É a mulher já dentro da cultura
virtual e das novas mídias, ocupando cada vez mais o seu espaço, pois as novas
mídias são também libertadoras, não só para a mulher, mas pra todas as
minorias. O mundo virtual, ele não é só uma troca de recadinhos, ele é uma
coisa mais profunda, e é dessa forma que a gente vê. Através do mundo virtual
você pode ter acesso a todas as informações, principalmente informações sobre
você, informações sobre o seu corpo, sobre os hábitos, sobre a conduta, coisas
que você não podia falar há 50 anos porque você era preso, a mulher era
considerada uma prostituta. Hoje o acesso é pleno, é individual, e essa
libertação veio através das mídias digitais, não foi a família. Os homens também
são prisioneiros da opressão da sociedade, que é baseada em preconceitos e não
nas verdades eternas do ser humano, que começam a aparecer agora.
Qual sua opinião sobre as
recentes polêmicas envolvendo a Comissão de Direitos Humanos da Câmara e o pastor
Marco Feliciano?
Eu acho que o nome dessa triste
figura não é Feliciano, é Infeliciano. O deputado Infeliciano não representa o
Brasil, não representa o povo brasileiro, ele não representa nada a não ser um
preconceito antigo. Eu acho que é um dos aspectos mais negativos das pessoas
quererem se apropriar de um grupo e usar o voto pra disseminar o preconceito.
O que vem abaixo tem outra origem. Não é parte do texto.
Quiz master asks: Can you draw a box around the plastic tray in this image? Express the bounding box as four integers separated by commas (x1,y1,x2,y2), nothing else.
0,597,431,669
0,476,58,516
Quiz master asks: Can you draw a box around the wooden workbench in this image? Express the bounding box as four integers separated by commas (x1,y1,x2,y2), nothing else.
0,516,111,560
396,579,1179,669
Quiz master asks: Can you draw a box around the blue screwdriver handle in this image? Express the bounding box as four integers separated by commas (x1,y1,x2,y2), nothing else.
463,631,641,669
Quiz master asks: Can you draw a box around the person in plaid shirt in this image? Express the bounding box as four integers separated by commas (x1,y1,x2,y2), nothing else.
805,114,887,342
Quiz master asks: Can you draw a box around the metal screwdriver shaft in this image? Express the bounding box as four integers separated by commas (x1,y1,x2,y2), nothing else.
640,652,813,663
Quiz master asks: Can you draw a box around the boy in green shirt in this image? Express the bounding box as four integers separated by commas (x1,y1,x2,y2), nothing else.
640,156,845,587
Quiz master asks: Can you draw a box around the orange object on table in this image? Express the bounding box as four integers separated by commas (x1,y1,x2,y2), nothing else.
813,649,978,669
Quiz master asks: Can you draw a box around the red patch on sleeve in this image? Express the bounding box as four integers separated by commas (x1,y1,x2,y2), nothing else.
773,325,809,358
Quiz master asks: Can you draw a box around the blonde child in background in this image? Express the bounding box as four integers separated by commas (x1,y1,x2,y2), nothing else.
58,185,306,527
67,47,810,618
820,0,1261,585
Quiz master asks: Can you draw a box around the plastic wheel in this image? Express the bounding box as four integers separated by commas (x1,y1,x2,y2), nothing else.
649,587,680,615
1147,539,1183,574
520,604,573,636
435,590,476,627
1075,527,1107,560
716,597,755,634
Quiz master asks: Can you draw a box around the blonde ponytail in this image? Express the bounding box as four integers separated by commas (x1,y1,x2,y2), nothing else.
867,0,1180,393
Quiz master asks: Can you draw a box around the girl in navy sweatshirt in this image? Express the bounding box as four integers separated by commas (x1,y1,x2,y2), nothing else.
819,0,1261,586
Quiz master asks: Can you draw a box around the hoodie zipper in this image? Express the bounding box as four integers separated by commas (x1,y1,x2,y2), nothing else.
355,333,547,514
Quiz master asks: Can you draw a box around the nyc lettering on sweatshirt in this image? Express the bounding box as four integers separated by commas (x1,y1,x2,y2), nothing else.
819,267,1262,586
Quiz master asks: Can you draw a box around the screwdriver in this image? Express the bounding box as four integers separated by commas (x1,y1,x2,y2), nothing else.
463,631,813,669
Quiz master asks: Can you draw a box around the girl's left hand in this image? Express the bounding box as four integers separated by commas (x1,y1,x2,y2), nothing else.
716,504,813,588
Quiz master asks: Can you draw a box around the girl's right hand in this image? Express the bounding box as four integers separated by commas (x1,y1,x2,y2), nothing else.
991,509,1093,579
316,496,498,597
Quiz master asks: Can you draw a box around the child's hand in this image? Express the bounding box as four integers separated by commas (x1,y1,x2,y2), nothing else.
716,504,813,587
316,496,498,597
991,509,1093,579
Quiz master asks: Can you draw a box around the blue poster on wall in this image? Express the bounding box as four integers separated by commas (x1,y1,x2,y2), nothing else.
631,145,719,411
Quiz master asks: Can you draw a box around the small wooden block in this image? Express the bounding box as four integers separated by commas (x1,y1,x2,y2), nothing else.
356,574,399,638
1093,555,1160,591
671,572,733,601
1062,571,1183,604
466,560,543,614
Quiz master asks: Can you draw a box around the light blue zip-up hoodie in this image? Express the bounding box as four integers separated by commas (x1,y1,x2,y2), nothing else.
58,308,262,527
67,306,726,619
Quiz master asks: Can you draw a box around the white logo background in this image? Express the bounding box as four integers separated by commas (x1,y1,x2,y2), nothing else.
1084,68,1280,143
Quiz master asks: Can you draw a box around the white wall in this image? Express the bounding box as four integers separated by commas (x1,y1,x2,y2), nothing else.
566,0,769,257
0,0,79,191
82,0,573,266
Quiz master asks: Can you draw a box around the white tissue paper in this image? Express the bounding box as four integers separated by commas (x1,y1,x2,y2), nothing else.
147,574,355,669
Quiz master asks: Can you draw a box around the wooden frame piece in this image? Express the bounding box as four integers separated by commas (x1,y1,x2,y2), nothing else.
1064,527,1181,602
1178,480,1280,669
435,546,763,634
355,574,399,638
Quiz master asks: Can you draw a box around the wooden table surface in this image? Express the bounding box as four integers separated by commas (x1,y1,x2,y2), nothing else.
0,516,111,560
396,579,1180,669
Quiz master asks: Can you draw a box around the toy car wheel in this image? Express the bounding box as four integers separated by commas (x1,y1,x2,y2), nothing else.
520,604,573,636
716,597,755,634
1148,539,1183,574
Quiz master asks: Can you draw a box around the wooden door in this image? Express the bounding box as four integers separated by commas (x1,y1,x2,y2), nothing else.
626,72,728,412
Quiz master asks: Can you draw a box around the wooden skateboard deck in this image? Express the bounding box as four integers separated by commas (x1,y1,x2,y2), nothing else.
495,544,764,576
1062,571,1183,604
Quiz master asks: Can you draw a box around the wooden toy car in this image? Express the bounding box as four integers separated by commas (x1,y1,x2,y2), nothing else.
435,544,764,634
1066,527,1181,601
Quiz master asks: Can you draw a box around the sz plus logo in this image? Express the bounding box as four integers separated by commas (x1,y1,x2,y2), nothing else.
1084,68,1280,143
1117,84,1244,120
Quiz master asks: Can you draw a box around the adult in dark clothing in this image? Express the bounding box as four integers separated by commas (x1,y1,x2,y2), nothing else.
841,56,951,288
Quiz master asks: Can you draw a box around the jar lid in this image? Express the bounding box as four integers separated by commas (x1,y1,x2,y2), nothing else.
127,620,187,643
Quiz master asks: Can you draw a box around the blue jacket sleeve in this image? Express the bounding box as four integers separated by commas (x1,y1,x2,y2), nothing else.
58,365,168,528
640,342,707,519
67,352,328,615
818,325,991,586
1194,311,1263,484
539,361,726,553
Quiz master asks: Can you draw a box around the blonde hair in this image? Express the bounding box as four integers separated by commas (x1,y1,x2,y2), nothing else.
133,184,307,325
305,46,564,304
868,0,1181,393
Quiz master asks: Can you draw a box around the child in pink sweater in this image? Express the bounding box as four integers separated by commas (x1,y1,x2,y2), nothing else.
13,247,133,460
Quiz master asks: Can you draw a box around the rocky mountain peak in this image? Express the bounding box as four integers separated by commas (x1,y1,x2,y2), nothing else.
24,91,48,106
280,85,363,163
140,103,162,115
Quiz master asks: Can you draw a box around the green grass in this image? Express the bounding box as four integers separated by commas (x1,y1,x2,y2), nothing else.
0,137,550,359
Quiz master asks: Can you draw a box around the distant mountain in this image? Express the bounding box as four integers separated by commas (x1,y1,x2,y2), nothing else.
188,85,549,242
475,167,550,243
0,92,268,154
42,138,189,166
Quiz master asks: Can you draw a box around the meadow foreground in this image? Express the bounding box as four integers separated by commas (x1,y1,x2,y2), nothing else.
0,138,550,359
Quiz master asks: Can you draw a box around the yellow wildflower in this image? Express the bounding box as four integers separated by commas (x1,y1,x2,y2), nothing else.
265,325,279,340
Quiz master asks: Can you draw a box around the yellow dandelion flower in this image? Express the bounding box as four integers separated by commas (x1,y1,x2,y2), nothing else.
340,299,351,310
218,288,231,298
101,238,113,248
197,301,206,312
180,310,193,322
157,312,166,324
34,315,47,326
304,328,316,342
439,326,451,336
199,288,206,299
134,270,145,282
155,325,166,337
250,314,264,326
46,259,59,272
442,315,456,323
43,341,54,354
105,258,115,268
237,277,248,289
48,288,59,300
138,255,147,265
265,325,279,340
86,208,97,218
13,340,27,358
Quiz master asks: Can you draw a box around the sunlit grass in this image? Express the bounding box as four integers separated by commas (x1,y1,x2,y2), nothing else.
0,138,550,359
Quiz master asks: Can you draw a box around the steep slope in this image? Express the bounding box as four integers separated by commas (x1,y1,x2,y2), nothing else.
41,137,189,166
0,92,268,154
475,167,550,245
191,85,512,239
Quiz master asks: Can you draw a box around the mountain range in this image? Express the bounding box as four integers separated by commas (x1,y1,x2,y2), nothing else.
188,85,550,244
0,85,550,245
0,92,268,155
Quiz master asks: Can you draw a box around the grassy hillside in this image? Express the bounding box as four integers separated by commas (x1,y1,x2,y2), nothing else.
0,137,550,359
Ele é homofóbico, ele é preconceituoso, mas a arte é livre, a arte não
discrimina, como a religião também não. Pra mim você chega e pede a Cristo pra
abençoar sua relação: “Jesus eu estou aqui com esse homem que eu amo, nós nos
amamos, e queremos que você abençoe nosso amor”. Jesus Cristo vai falar não?
Ele vai falar sim! O verdadeiro Deus é o Deus da compreensão, do entendimento,
do amor e do perdão, e não o Deus desses caros aí, punitivos e idiotas. Eu não
vejo com preocupação, porque eu acho que esse Infeliciano é uma coisa em
extinção. O que vai valer é a liberdade plena, é o amor que essas pessoas podem
passar. Eu sou cristão e acho que Deus abençoa a todos que tem amor sincero um
pelo outro. A arte é a religião de Deus.